Greater Manchester Police (GMP) was not aware “at an organisational level” of the Ariana Grande concert where a suicide bomb was detonated.
Twenty-two people were killed and hundreds injured when Salman Abedi set off a bomb as 14,000 fans left the Manchester Arena in 2017.
An inquiry was told British Transport Police (BTP) had primary responsibility for policing in the arena foyer.
Counsel to the inquiry Paul Greaney QC said that may seem “surprising”.
He said BTP had “primacy” in this area due to the proximity of Victoria Station and the inquiry must consider whether that affected preparedness for any terror attack.
“There is a legitimate question about whether it was appropriate that BTP, who specialise in the railways, should take the lead,” he added.
GMP had not made plans or provision for the event, the inquiry was also told.
The second day of the hearing was told there had been multi-agency exercises rehearsing for a terror attack, including one in 2016 for an incident at the Trafford Centre.
Mr Greaney said “experts have expressed serious concerns about whether the necessary lessons were learned from it”.
Another exercise, held in July 2016, rehearsed for an attack in the City Room at the arena – the exact scene of the attack in May 2017.
The inquiry is seeking to establish whether BTP took part in that exercise.
Within 10 minutes of the bomb exploding at 22:31 BST, 12 BTP officers had run into the arena foyer carrying first aid.
“It goes without saying that all of those who responded within minutes and entered the City Room behaved with bravery,” Mr Greaney said.
There was only one paramedic in the City Room for the 40 minutes following the explosion, entering 18 minutes after the blast, the inquiry heard.
Causalities were taken out of the arena foyer on makeshift stretchers and only one actual stretcher was used on the night of the attack.
The final person was evacuated from the City Room at 23:40 on a stretcher “made of cardboard and a crowd control barrier”.
The inquiry heard how the first fire engine arrived at Manchester Arena two hours and six minutes after the explosion.
“An important issue for the inquiry to investigate will be how that came to pass and whether it made any difference,” Mr Greaney added.
He told the inquiry it was “important we acknowledge the pressure that those who responded were under”.
“The inquiry process must not be used to vilify those who did their best on the night but made mistakes and could have done better,” he added.
“We must probe deeply but fairly into the emergency response that night.”
PC Jessica Bullough, who was first to enter the foyer, described the scene of the attack as like a “war zone”.

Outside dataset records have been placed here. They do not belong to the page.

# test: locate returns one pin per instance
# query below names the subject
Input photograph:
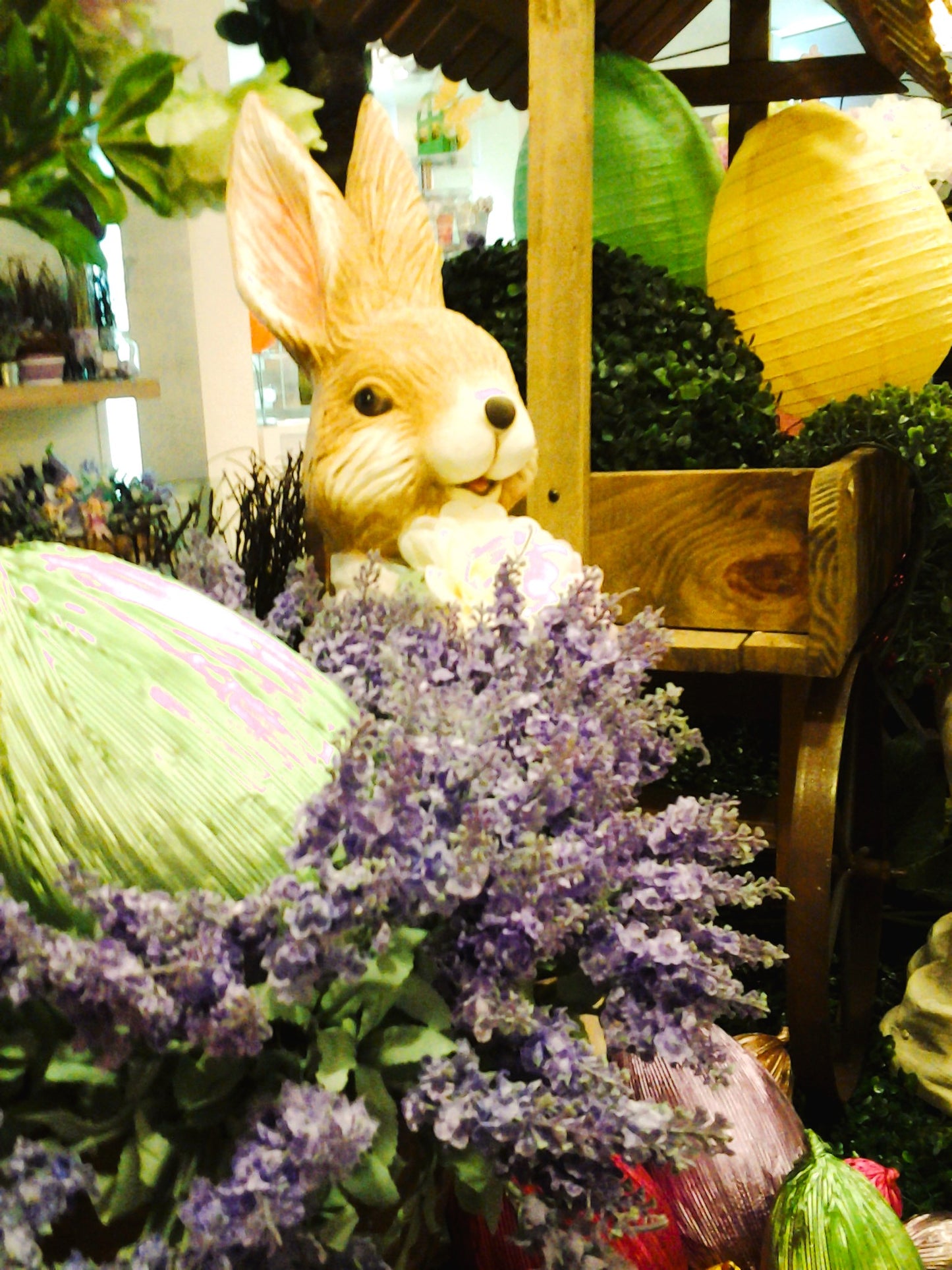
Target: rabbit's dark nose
(501, 412)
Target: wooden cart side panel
(719, 550)
(860, 517)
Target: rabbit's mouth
(483, 486)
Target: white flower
(917, 134)
(460, 553)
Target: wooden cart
(779, 572)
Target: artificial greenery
(886, 1120)
(132, 517)
(49, 113)
(80, 74)
(918, 426)
(673, 384)
(269, 531)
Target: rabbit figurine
(414, 405)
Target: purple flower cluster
(37, 1186)
(553, 1118)
(309, 1141)
(204, 562)
(494, 786)
(161, 971)
(296, 608)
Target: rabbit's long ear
(385, 196)
(301, 264)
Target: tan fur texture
(353, 289)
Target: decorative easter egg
(656, 172)
(772, 1054)
(835, 258)
(146, 732)
(932, 1236)
(654, 1250)
(827, 1216)
(723, 1203)
(882, 1179)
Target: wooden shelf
(45, 397)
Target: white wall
(186, 314)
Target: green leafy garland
(673, 384)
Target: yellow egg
(835, 258)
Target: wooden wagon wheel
(833, 863)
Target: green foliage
(154, 1123)
(918, 426)
(887, 1120)
(673, 384)
(50, 182)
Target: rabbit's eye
(371, 403)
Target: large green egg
(146, 732)
(656, 169)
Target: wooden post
(749, 42)
(559, 355)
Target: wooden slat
(63, 397)
(749, 42)
(851, 75)
(711, 652)
(720, 550)
(559, 343)
(509, 19)
(775, 653)
(860, 512)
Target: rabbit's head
(414, 405)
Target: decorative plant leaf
(61, 230)
(371, 1184)
(382, 1108)
(400, 1045)
(138, 92)
(338, 1048)
(64, 1071)
(104, 194)
(422, 1001)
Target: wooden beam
(749, 42)
(851, 75)
(559, 355)
(508, 19)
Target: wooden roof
(485, 42)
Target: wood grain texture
(60, 397)
(711, 652)
(860, 517)
(559, 290)
(717, 550)
(852, 74)
(775, 653)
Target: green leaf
(371, 1184)
(23, 75)
(61, 230)
(472, 1170)
(123, 1192)
(237, 27)
(399, 1045)
(138, 92)
(154, 1151)
(78, 1071)
(422, 1001)
(338, 1048)
(204, 1082)
(144, 169)
(382, 1108)
(104, 193)
(339, 1222)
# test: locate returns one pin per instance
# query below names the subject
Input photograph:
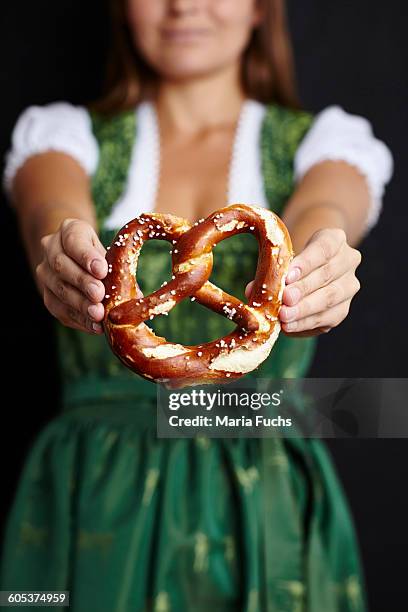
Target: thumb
(81, 243)
(248, 289)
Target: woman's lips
(184, 36)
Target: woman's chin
(187, 72)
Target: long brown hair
(267, 67)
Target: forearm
(48, 189)
(331, 195)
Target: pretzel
(257, 324)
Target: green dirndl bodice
(127, 521)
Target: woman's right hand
(70, 273)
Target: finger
(69, 316)
(69, 271)
(78, 239)
(319, 322)
(339, 265)
(322, 246)
(248, 289)
(69, 295)
(321, 300)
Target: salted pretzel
(257, 324)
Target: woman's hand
(69, 275)
(320, 285)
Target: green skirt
(129, 522)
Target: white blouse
(334, 135)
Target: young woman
(200, 112)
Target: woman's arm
(326, 218)
(56, 215)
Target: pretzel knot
(257, 324)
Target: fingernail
(97, 267)
(93, 311)
(93, 291)
(290, 313)
(293, 293)
(293, 275)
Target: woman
(200, 111)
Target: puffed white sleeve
(59, 126)
(339, 136)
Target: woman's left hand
(320, 285)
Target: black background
(347, 53)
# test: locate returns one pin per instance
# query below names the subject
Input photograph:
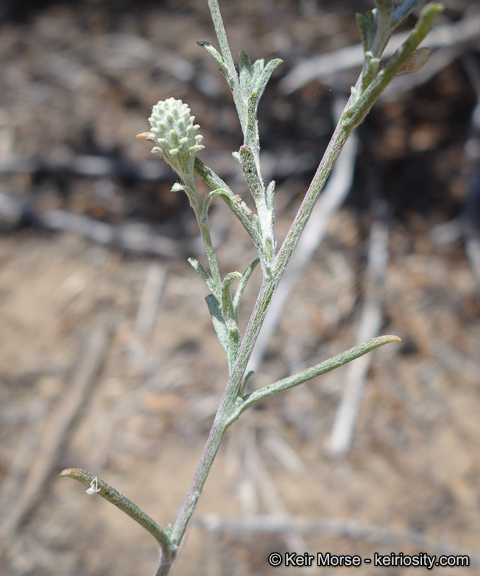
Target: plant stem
(108, 492)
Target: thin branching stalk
(177, 142)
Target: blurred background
(108, 360)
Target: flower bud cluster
(176, 136)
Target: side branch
(124, 504)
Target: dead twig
(329, 202)
(57, 430)
(370, 323)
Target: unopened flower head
(176, 136)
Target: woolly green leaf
(243, 283)
(218, 322)
(204, 275)
(367, 27)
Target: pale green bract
(176, 136)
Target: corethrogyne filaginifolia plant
(177, 141)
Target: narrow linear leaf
(124, 504)
(243, 283)
(204, 275)
(310, 373)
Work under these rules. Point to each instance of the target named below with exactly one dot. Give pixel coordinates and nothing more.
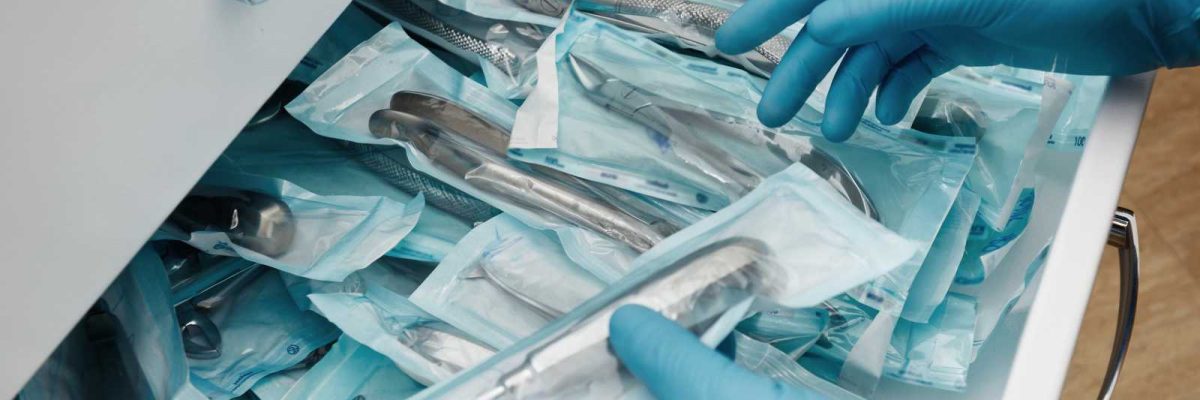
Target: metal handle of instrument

Two minutes after the explosion, PC Bullough radioed through, saying “it’s definitely a bomb – people are injured – at least 20 casualties”.
She then “made the first of a number of requests for ambulances”.
The inquiry was told that 24 minutes later another officer radioed to control, saying “you’re going to hate me – where’s our ambulances please?”.
Control replied, saying “we don’t know. We’re calling them again”.
The public inquiry follows a trial in which a jury found Hashem Abedi guilty of helping his older sibling to plan the atrocity.
The chairman of the inquiry Sir John Saunders will make a report and recommendations once all the evidence has been heard, which is expected to take up to six months.